One frequent complaint levied against the Bush administration was that large national and multi-national corporations held too much political influence. Many "progressives" were drawn to Obama by the belief that his administration would entail a move away from entrenched corporate interests towards the public good. A close look at Obama's staff shows that this is very far from the truth. Many members stem from organizations that represent powerful multi-national corporate interests and organization that most "progressives" deemed detrimental to our nation's economic, political and social welfare.

Before I continue I must clarify that I find nothing inherently wrong with large corporations. In a milieu of economic freedom, a company only grows large when it provides desired goods and services to the public. Corporate interests only become harmful when their influence directs the state to provides them public funds (subsidies), protection and privileges. And clearly this is only possible in a state the excessively intervenes in the economic and social life of a nation.

Of all the members of the administration, none so strongly represent entrenched corporate interests as Timothy Geithner, the Secretary of Treasury. He was a member of the Bilderberg Group, The Council of Foreign Relations, The Trilateral Commission and the CEO of the Federal Reserve Bank of New York, director of policy development for the IMF. member Group of Thirty,

A close second is Paul Volker, a member of Obama's Economic Recover Advisory Board, who was also a member of the Bilderberg Group, the Council of Foreign Relations, the Trilateral Commission and the President of the Federal Reserve Bank of New York during the Carter and Reagan administrations, G30 Member,

There is not necessary anything nefarious about the Bilderberg Group, Trilateral Commission or the Council of Foreign Relations, but it should raise an eye when so many members (Hillary Clinton, Lawrence Summers, Tom Daschle, Kathleen Sibelius, Richard Holbrooke etc.) of any administration share ties to the same powerful economist organization. And it diminishes Obama's claims of change when these very same organizations were so dominant in the Bush administration.

In addition, the Obama administration is filled with former lobbyists that represented major corporate interests, including many that "progressives" adamantly opposed. Obama staff members have lobbied for: The American Petroleum Institute, British Petroleum, Freddie Mac, Walmart, pharmaceutical companies and banks including some direct recipients of bailout funds, such as Goldman Sachs. And needless to say Mr. Obama was among the largest recipients of funds from AIG.

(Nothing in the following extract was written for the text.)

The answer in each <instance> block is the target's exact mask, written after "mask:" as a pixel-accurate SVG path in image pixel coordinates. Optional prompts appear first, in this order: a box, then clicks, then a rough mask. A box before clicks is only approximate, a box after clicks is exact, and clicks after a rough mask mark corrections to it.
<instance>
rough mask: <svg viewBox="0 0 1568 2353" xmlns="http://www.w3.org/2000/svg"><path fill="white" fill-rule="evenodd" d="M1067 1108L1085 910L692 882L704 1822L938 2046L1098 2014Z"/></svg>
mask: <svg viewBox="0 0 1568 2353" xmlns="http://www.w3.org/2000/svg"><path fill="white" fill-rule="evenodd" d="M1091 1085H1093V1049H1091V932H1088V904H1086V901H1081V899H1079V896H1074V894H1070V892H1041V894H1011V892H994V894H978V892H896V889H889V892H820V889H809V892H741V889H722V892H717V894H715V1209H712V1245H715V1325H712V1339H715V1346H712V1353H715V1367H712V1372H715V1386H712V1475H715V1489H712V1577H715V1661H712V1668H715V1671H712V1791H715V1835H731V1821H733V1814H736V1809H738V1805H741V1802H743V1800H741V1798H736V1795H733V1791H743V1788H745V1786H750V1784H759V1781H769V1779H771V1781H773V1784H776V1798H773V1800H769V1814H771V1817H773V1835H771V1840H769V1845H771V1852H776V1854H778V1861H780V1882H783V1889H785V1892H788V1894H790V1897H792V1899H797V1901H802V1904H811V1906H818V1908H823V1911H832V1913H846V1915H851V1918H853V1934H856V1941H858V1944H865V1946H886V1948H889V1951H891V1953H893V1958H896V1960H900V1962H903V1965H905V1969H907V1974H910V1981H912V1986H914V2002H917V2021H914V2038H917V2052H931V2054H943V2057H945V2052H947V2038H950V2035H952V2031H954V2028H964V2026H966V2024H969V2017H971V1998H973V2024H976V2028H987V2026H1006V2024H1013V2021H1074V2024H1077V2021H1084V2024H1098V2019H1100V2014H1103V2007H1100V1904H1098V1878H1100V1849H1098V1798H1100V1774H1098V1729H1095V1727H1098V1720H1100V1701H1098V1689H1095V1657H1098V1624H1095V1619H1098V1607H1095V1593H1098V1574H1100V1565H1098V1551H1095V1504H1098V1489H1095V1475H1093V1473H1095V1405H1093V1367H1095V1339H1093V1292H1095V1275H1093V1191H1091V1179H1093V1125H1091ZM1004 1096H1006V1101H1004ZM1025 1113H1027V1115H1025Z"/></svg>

So, clearly large corporate interests are just as prominent in the Obama Administration as they were in the Bush Administration. The only difference is that Obama has vastly increased the transfer of public funds to his corporate allies. As time goes on the growing gulf between Obama's rhetoric and reality will become more apparent and more distasteful, especially to the well informed "progressives" that were seduced by his promises of change.

1 comment:

  1. You were building up a solid case to the point where we can all see for ourselves that both administrations share heavy corporate influence, but then in that last paragraph you lost all contact with empirical data and spouted off accusations with no basis. What happened?